50
votes

This morning, there were big problems at work because an SNMP trap didn't "go through" because SNMP is run over UDP. I remember from the networking class in college that UDP isn't guaranteed delivery like TCP/IP. And Wikipedia says that SNMP can be run over TCP/IP, but UDP is more common.

I get that some of the advantages of UDP over TCP/IP are speed, broadcasting, and multicasting. But it seems to me that guaranteed delivery is more important for network monitoring than broadcasting ability. Particularly when there are serious high-security needs. One of my coworkers told me that UDP packets are the first to be dropped when traffic gets heavy. That is yet another reason to prefer TCP/IP over UDP for network monitoring (IMO).

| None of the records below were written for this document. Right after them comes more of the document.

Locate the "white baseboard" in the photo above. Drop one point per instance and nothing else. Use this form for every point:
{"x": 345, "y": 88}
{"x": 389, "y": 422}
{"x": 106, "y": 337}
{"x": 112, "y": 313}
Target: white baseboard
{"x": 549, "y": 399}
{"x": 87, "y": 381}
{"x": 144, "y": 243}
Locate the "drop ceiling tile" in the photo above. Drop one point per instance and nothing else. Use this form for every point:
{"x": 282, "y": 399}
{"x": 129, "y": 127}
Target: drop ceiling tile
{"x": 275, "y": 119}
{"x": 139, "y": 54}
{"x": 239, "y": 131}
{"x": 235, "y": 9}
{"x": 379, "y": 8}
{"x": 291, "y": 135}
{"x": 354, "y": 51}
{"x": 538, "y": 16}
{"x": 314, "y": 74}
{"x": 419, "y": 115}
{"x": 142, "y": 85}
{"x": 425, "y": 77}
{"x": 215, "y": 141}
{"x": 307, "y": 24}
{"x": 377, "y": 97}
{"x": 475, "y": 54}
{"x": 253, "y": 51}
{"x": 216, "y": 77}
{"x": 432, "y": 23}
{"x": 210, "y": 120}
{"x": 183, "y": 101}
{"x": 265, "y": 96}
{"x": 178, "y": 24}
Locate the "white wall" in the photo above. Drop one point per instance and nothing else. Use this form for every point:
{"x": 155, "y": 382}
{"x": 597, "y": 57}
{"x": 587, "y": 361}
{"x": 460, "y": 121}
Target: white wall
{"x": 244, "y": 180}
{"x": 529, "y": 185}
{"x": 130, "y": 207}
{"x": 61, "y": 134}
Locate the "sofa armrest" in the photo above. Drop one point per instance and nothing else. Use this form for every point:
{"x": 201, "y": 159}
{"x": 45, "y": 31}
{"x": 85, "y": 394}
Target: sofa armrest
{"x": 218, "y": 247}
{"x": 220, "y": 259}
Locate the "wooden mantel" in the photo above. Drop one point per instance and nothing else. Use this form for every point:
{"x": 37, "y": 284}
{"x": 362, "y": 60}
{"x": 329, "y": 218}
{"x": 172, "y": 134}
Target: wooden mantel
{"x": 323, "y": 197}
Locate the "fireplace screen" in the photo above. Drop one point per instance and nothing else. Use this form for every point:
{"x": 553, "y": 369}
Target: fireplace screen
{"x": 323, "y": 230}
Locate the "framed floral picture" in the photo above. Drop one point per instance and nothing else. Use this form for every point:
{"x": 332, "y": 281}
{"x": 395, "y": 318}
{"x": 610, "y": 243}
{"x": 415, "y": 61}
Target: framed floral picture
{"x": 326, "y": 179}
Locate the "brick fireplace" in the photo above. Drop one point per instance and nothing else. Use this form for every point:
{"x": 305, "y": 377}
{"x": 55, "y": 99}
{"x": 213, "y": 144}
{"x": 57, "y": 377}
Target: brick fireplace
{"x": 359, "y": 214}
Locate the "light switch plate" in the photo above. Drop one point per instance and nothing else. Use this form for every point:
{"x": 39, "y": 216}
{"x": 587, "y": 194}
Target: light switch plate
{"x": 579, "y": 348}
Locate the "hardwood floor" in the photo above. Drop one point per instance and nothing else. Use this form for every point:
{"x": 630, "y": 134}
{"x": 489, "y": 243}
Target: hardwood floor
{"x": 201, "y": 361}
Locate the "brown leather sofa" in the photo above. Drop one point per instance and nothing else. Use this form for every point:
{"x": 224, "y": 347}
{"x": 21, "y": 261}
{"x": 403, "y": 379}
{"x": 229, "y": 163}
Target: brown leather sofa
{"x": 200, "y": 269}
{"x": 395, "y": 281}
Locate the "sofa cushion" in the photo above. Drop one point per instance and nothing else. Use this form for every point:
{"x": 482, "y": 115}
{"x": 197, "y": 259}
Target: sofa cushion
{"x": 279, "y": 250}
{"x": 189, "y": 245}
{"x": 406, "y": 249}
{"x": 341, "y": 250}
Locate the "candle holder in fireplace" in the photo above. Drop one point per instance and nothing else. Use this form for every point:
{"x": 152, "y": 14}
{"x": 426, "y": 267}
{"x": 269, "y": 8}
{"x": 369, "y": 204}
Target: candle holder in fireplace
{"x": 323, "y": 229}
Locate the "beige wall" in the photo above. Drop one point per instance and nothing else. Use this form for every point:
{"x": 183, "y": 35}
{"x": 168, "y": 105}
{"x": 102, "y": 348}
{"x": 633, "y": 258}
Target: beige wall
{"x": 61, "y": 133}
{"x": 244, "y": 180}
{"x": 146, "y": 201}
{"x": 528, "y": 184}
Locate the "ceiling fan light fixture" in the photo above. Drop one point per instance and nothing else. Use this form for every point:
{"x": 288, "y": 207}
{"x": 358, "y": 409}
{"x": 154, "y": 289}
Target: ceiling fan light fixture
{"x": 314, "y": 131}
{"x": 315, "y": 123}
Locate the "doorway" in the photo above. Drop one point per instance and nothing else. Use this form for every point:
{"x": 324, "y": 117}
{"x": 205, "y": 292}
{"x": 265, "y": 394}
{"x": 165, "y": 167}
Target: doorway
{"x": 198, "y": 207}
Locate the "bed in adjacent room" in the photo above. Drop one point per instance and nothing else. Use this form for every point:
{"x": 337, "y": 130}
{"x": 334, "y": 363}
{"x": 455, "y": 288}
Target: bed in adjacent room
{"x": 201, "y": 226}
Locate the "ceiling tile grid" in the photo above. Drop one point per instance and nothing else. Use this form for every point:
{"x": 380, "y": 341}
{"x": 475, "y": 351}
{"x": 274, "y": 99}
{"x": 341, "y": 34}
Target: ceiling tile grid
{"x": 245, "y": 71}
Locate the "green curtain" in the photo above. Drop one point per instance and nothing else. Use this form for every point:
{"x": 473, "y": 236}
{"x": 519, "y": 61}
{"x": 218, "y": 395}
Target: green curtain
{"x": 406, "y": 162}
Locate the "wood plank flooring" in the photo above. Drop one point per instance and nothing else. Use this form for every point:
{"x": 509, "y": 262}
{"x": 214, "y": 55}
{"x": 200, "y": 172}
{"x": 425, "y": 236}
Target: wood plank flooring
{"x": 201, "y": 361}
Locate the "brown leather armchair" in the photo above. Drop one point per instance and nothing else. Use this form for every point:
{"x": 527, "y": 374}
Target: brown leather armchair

So why does SNMP use UDP? I can't figure it out and can't find a good reason on Google either.

5
"Wikipedia says that SNMP can be run over TCP/IP", if you read the RFC3430 carefully, faqs.org/rfcs/rfc3430.html you will see it is experimental, so you could not expect all vendor product supports it.Lex Li
+1 for the stated practical issuesnj-ath
@PP, man you're hard, he needs to dig through RFC1155, 1157, 1212, 1215, 1901, 1908, 2578, 2579, 2580, 3416 and 3417 (v1 & v2c), as well as RFC1213, 2863, 3418, 4001, 4001, 4022, 4113, 4292, 4293 and 4898 (MIB) :)Matthieu
@LexLi 1) Thanks the RFC link 2) Message from the future: the question was not "over what protocol is it running", but "why uses it UDP" 3) sorry for the late reactpeterh

5 Answers

55
votes

UDP is actually expected to work better than TCP in lossy networks (or congested networks). TCP is far better at transferring large quantities of data, but when the network fails it's more likely that UDP will get through. (in fact, I recently did a study testing this and it found that SNMP over UDP succeeded far better than SNMP over TCP in lossy networks when the UDP timeout was set properly). Generally, TCP starts behaving poorly at about 5% packet loss and becomes completely useless at 33% (ish) and UDP will still succeed (eventually).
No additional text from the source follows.